The audit stream records details such as:

- timestamp
- status
- file kind
- source path
- destination path
- original hash
- sanitized hash
- removed items
- errors, when present

## Project Structure


| File | Purpose |
| --- | --- |
| [src/main.rs]src/main.rs | Application entry point. |
| [src/cli.rs]src/cli.rs | Clap CLI definition. |
| [src/app.rs]src/app.rs | Discovery, orchestration, reporting, and persistence. |
| [src/models.rs]src/models.rs | Shared file and run models. |
| [src/hashing.rs]src/hashing.rs | SHA-256 hashing helper. |
| [src/audit.rs]src/audit.rs | Tracing-based audit logger. |
| [src/sanitizers/mod.rs]src/sanitizers/mod.rs | Sanitizer trait and registry. |
| [src/sanitizers/pdf.rs]src/sanitizers/pdf.rs | PDF sanitization logic. |
| [src/sanitizers/ooxml.rs]src/sanitizers/ooxml.rs | OOXML archive rewriting. |
| [src/sanitizers/png.rs]src/sanitizers/png.rs | PNG metadata stripping. |
| [src/sanitizers/jpeg.rs]src/sanitizers/jpeg.rs | JPEG metadata stripping. |

## FAQ


### No supported files found?


Double-check the extensions. Eclipse only processes files it knows how to sanitize, not every random blob with confidence issues.
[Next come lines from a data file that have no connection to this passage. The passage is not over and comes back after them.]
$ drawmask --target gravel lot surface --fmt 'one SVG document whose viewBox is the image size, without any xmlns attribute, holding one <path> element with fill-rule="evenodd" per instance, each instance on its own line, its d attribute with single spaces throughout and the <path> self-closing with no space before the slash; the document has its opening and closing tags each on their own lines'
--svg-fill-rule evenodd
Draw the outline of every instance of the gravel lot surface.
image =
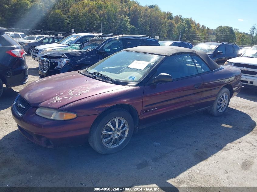
<svg viewBox="0 0 257 192">
<path fill-rule="evenodd" d="M 38 64 L 26 56 L 28 83 Z M 0 98 L 0 186 L 257 187 L 257 91 L 243 87 L 225 115 L 203 111 L 139 130 L 124 149 L 48 149 L 19 133 L 11 106 L 26 85 Z"/>
</svg>

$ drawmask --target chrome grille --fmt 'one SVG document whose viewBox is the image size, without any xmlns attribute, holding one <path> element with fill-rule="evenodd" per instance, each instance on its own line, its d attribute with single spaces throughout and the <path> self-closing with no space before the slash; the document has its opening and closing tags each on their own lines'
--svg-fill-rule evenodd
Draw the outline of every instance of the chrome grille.
<svg viewBox="0 0 257 192">
<path fill-rule="evenodd" d="M 235 67 L 246 67 L 249 69 L 257 69 L 257 66 L 250 64 L 243 64 L 242 63 L 234 63 L 234 66 Z"/>
<path fill-rule="evenodd" d="M 36 53 L 37 54 L 38 53 L 39 51 L 39 50 L 35 49 L 34 49 L 33 50 L 33 52 L 35 53 Z"/>
<path fill-rule="evenodd" d="M 45 58 L 39 59 L 38 69 L 43 73 L 45 73 L 50 66 L 50 62 L 47 59 Z"/>
<path fill-rule="evenodd" d="M 29 102 L 19 95 L 16 98 L 13 105 L 14 111 L 19 115 L 23 116 L 31 107 Z"/>
</svg>

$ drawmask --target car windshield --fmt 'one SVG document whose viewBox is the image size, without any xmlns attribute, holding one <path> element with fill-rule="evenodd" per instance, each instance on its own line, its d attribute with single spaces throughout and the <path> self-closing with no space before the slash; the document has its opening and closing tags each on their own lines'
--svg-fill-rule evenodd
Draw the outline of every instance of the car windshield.
<svg viewBox="0 0 257 192">
<path fill-rule="evenodd" d="M 257 46 L 253 47 L 249 49 L 241 56 L 243 57 L 257 58 Z"/>
<path fill-rule="evenodd" d="M 217 46 L 210 44 L 198 44 L 193 47 L 192 49 L 202 51 L 208 53 L 212 53 Z"/>
<path fill-rule="evenodd" d="M 169 46 L 172 43 L 170 41 L 159 41 L 159 44 L 161 46 Z"/>
<path fill-rule="evenodd" d="M 35 36 L 26 36 L 23 39 L 25 40 L 35 40 Z"/>
<path fill-rule="evenodd" d="M 118 82 L 140 82 L 163 56 L 122 51 L 101 60 L 87 69 L 89 72 L 98 72 Z M 81 72 L 87 74 L 86 69 Z"/>
<path fill-rule="evenodd" d="M 84 45 L 83 50 L 86 50 L 89 48 L 95 48 L 102 42 L 104 39 L 96 38 L 90 40 L 88 42 L 85 43 Z"/>
<path fill-rule="evenodd" d="M 62 45 L 70 45 L 74 40 L 80 36 L 81 35 L 71 35 L 62 39 L 58 43 Z"/>
</svg>

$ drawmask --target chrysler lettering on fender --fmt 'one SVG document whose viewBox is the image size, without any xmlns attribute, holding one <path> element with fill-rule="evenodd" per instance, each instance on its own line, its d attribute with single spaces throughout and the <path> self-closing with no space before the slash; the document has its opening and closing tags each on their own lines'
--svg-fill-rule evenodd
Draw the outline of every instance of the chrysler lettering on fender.
<svg viewBox="0 0 257 192">
<path fill-rule="evenodd" d="M 146 113 L 147 112 L 149 112 L 149 111 L 153 111 L 154 110 L 156 110 L 157 109 L 157 108 L 155 108 L 154 109 L 149 109 L 149 110 L 147 110 L 146 111 L 145 111 L 144 112 L 144 113 Z"/>
</svg>

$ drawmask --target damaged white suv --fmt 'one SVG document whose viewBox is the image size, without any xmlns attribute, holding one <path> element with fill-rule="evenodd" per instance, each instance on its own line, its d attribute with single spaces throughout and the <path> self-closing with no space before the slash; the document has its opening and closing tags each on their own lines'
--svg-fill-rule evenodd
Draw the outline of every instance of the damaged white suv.
<svg viewBox="0 0 257 192">
<path fill-rule="evenodd" d="M 252 47 L 240 56 L 227 60 L 224 65 L 241 70 L 242 85 L 257 88 L 257 45 Z"/>
</svg>

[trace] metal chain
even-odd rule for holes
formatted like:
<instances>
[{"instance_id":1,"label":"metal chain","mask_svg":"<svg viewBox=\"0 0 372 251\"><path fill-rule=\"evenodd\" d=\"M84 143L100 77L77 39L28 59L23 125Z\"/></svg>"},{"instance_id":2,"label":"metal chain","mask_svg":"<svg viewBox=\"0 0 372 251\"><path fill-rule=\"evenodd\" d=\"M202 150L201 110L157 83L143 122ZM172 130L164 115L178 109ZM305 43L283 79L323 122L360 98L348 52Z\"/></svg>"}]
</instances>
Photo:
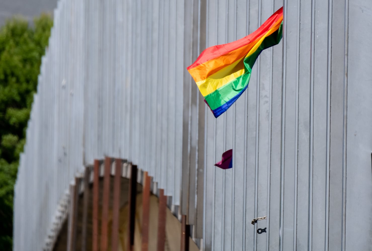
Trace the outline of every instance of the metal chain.
<instances>
[{"instance_id":1,"label":"metal chain","mask_svg":"<svg viewBox=\"0 0 372 251\"><path fill-rule=\"evenodd\" d=\"M257 222L257 221L260 221L262 219L265 219L267 218L267 216L264 216L263 217L260 217L258 218L256 218L256 219L254 219L252 220L252 221L251 222L251 223L252 225L254 225L254 224Z\"/></svg>"}]
</instances>

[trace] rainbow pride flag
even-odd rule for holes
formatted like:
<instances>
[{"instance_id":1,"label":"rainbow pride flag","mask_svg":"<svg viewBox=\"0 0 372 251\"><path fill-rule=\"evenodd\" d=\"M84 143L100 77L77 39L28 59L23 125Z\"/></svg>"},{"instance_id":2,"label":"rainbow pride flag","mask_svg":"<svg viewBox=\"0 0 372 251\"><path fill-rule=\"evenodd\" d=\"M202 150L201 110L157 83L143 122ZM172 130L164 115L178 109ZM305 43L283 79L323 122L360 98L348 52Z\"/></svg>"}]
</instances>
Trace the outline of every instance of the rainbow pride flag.
<instances>
[{"instance_id":1,"label":"rainbow pride flag","mask_svg":"<svg viewBox=\"0 0 372 251\"><path fill-rule=\"evenodd\" d=\"M253 33L207 48L187 68L215 117L247 89L256 59L263 50L279 43L282 25L282 7Z\"/></svg>"}]
</instances>

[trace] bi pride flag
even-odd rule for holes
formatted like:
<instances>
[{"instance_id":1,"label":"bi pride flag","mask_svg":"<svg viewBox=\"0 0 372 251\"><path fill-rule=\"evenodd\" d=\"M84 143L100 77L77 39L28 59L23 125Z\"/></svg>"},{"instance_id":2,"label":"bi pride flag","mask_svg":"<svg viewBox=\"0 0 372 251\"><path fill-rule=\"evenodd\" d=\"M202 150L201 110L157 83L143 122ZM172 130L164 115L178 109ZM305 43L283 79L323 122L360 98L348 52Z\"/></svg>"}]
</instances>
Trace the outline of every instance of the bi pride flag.
<instances>
[{"instance_id":1,"label":"bi pride flag","mask_svg":"<svg viewBox=\"0 0 372 251\"><path fill-rule=\"evenodd\" d=\"M247 89L256 59L263 50L279 43L282 25L282 7L253 33L207 48L187 68L215 117L225 112Z\"/></svg>"}]
</instances>

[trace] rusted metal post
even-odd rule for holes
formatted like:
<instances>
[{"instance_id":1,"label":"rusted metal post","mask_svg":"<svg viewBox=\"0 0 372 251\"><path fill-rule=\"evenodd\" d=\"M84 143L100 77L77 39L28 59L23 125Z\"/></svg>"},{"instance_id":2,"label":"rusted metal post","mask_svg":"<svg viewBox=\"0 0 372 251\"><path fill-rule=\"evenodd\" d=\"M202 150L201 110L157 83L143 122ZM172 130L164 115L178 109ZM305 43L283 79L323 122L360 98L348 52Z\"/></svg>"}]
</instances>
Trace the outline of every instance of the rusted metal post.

### Output directory must not be the same as the input directory?


That is a safety guard. Point `--output` somewhere else so the sanitizer does not politely eat its own lunch.

### One or more files failed to sanitize?


Inspect the console output and `.eclipse_audit.log` for the exact file and error. Some files may be malformed, cursed, or just plain rude to parse.

### Build or test fails?


Try these commands in order:

```powershell
cargo check
cargo test
cargo run -- --help
```

## License


MIT License. See [LICENSE](LICENSE) for the legally boring but necessary bits.